Selbstwert und Zufriedenheit
Tugenden für das 21. Jahrhundert
Wer kennt nicht das Gefühl, man könne mit seinem Leben trotz Abwesenheit existenzieller Ängste nicht zufrieden sein? Wir haben ein Dach über dem Kopf, sind körperlich gesund und doch fehlt etwas, etwas, das nicht unmittelbar etwas mit Geld zu tun hat. Unsere Lebensqualität wird wesentlich beeinträchtigt, in der Regel ohne dass wir sagen können, was das störende Element ist, der Fremdkörper, der an unserer Seele nagt. Ich will in diesem Artikel darlegen, was den Menschen in der modernen Industriegesellschaft m.E. krank macht und wie dem abzuhelfen ist. Das Trio der Unzufriedenheit ist das Gefühl, nicht die Freiheit zu besitzen, die man für nötig erachtet, das Gefühl nichts wesentliches bewegen zu können und – das Gefühl der Vereinzelung. Als ich mich in einer schwierigen Phase meines Lebens krank fühlte, waren das auf jeden Fall die Probleme, die ich für mein Unglück als verantwortliche Faktoren ausmachen konnte und ich denke, hier kein Einzelfall zu sein. Ich möchte Sie einladen, mit mir gemeinsam zu erforschen, was notwendig ist, um ein zufriedenes Leben zu führen und glücklich zu sein. Mir ist trotz der Schwierigkeiten, die das moderne Leben uns bereitet, glücklich zu sein, nicht der Glaube abhanden gekommen, dass das für einige wenige von uns tatsächlich möglich ist. Möglich, wenn ganz bestimmte Grundsätze verstanden und angewendet werden, die ich den Lesern als Vorschlag unterbreite.

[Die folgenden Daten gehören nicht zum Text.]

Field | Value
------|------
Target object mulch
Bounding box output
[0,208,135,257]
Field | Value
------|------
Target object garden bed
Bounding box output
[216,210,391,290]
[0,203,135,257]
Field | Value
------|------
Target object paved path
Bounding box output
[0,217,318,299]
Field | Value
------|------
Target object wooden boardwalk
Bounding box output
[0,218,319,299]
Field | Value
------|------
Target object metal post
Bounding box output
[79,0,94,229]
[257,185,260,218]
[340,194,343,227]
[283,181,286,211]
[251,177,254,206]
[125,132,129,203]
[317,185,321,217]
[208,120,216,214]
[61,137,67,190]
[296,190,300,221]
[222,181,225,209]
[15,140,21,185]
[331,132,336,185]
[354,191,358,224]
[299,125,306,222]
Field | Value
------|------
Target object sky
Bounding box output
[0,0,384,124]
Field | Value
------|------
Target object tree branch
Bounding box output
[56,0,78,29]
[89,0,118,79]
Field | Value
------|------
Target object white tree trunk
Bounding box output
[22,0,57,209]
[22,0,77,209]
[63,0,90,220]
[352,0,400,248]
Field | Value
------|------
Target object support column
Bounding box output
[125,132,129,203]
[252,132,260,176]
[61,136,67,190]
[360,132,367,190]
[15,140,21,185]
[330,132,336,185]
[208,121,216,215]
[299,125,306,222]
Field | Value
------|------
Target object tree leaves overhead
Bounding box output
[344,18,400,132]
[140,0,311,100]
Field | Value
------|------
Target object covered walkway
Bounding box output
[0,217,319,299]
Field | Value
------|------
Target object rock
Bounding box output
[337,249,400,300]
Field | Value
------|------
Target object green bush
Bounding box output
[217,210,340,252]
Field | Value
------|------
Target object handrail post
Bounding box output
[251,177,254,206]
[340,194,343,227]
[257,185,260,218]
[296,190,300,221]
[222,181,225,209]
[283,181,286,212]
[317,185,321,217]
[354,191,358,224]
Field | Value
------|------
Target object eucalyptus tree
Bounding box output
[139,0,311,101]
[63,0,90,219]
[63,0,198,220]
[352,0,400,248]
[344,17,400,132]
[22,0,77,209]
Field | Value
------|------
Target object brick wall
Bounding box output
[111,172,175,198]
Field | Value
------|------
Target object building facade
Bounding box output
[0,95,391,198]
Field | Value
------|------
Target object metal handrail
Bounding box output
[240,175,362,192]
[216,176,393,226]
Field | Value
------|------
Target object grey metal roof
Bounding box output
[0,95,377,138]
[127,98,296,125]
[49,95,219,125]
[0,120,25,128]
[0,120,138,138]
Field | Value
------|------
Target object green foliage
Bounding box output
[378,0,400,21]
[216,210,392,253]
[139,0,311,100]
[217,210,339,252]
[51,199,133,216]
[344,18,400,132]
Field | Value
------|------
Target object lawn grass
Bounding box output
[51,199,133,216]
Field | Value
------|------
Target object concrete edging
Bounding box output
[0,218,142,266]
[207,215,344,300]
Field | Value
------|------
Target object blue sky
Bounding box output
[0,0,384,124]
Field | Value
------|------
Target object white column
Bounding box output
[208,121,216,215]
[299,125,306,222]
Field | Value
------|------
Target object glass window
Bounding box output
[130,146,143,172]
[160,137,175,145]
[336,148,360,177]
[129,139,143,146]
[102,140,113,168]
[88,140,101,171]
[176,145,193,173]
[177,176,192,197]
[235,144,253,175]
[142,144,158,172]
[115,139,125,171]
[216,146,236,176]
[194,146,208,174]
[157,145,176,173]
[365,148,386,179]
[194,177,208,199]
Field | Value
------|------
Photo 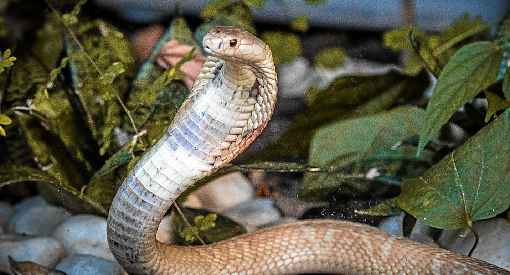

Das Trio der Zufriedenheit
Wenn das Trio der Unzufriedenheit tatsächlich das Gefühl ist, nicht ausreichend Freiheiten zu besitzen, nichts wesentliches bewegen zu können und trotz körperlicher Anwesenheit anderer Menschen alleine zu sein, dann muss das Trio der Zufriedenheit in dem genauen Gegenteil bestehen: dem Gefühl der Autonomie, der Wirksamkeit und der Austausch mit anderen. Mit den Begriffen Selbstbestimmung, Effektivität und Gemeinschaft will ich die drei Phänomene auf den Punkt bringen. Selbstbestimmung, Effektivität und Gemeinschaft sind die drei Pfeiler auf denen das Gefühl der Zufriedenheit ruht. Es sind bedeutende, fundamentale Werte, die zu erreichen den Einsatz ganz bestimmter Tugenden erforderlich macht. Tugenden sind Praktiken, deren gewohnheitsmäßige Ausübung zur Erzeilung eines Werts beitragen. Wenn das Ziel ein generalisiertes Gefühl der Zufriedenheit ist, sind Selbstbestimmung, Effektivität und Gemeinschaft in diesem Zusammenhang – so behaupte ich – funktional.
Selbstbestimmung |
Effektivität |
Gemeinschaft |
Zielgerichtetheit |
Eigenverantwortlichkeit |
Wohlwollen |
Rationalität |
Beharrlichkeit |
Geselligkeit |
Selbstsucht |
Selbstsicherheit |
Selbstausdruck |
Selbstbestimmung
Selbstbestimmung ist die Freiheit von externen Einflüssen,
die auf andere Personen oder unsere eigenen irrationalen Gefühle zurückgehen können.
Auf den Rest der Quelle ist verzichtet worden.